Senate Judiciary Chair Dick Durbin (D-Ill.), a frequent critic of Supreme Court ethics rules, sent a statement responding to POLITICO’s inquiry about Gorsuch’s sale of the Colorado property.
“We have seen a steady stream of revelations regarding Supreme Court Justices falling short of the ethical standards expected of other federal judges and of public servants,” said Durbin. “The need for Supreme Court ethics reform is clear, and if the Court does not take adequate action, Congress must. The Senate Judiciary Committee will be closely examining these matters in the coming weeks,” said Durbin, who has asked Chief Justice John Roberts to testify next month on the court’s ethics rules.

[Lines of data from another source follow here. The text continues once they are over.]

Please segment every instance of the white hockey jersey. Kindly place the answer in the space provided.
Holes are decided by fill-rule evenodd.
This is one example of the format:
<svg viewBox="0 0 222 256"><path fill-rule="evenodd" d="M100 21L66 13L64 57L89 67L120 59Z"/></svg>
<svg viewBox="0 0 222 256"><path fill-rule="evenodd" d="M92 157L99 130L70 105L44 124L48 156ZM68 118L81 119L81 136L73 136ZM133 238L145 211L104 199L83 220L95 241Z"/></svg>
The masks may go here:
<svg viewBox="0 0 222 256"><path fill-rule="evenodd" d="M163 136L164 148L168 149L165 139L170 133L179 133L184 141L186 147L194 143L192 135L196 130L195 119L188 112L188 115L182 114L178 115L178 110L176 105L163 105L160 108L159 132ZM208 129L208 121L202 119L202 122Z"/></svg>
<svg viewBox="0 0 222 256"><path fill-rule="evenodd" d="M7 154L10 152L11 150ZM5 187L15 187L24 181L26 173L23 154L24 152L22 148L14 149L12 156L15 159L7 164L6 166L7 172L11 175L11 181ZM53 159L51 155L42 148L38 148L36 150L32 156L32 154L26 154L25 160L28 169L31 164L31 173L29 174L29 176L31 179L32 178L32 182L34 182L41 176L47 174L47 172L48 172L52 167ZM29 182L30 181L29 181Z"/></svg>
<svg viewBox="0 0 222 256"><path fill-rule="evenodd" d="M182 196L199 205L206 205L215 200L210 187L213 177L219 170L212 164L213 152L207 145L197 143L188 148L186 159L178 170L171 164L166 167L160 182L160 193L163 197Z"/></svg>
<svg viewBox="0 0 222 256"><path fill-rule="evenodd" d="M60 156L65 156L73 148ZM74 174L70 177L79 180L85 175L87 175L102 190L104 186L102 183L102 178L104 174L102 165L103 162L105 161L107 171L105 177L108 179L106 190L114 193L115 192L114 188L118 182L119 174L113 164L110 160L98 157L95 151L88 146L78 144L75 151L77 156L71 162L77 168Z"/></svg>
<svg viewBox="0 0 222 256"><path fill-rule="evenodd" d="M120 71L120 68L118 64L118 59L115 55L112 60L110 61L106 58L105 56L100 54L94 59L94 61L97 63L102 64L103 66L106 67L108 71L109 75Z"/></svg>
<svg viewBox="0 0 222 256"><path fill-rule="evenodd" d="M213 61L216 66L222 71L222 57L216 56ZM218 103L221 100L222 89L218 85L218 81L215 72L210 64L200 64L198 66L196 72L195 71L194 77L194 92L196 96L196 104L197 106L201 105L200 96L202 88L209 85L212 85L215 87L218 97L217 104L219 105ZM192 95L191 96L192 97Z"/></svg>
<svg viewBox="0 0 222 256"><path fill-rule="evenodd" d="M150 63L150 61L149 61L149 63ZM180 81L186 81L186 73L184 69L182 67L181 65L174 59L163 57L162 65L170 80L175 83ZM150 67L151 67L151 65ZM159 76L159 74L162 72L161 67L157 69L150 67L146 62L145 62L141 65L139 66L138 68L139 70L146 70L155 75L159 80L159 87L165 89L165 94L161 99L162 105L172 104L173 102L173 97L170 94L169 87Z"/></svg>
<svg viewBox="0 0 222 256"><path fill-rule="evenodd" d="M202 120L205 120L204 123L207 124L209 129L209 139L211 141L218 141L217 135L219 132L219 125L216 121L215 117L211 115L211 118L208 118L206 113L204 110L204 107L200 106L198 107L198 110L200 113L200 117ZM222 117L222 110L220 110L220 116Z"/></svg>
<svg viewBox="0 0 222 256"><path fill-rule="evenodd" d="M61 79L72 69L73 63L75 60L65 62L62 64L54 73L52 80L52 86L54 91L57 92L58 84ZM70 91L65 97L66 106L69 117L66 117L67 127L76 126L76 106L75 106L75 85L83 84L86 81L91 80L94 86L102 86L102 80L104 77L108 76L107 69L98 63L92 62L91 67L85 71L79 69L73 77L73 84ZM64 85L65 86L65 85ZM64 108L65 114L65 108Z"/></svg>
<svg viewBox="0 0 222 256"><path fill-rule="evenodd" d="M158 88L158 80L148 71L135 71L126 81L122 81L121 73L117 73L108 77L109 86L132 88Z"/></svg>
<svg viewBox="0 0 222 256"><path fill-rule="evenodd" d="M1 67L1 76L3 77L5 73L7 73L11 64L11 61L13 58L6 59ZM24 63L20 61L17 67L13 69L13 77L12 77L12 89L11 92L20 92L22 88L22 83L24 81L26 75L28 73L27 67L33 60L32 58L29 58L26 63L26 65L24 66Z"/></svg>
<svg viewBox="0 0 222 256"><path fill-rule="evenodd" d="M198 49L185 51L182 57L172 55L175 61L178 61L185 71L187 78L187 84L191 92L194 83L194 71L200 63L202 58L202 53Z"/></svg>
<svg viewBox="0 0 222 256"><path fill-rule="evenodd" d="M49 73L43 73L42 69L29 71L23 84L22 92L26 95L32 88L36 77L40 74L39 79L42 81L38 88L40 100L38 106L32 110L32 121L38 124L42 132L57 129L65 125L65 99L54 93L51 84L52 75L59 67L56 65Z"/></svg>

Kedric Payne, director of ethics at the nonpartisan Campaign Legal Center, said he believes “investments in LLCs require more details than the justice includes in his financial disclosures.“
“This transaction appears to also require naming the buyer. The public has a right to know that justices will fully comply with disclosure rules instead of providing only a tiny peek into their financial disclosures,” he said, noting more facts are needed to distinguish whether it’s a disclosure omission or violation. The center was founded by a Republican former chair of the Federal Election Commission.
Unlike Crow, who bought properties from Thomas, Duffy says he is neither a friend nor a confidant of Gorsuch. But he is one of the nation’s most powerful attorneys.
His Greenberg bio describes him as “A true ‘working CEO,’” and says he “focuses his practice on trial and appellate work in the class action, employment, energy, commercial contract, and product liability areas, serving as counsel in high-profile cases throughout the United States.”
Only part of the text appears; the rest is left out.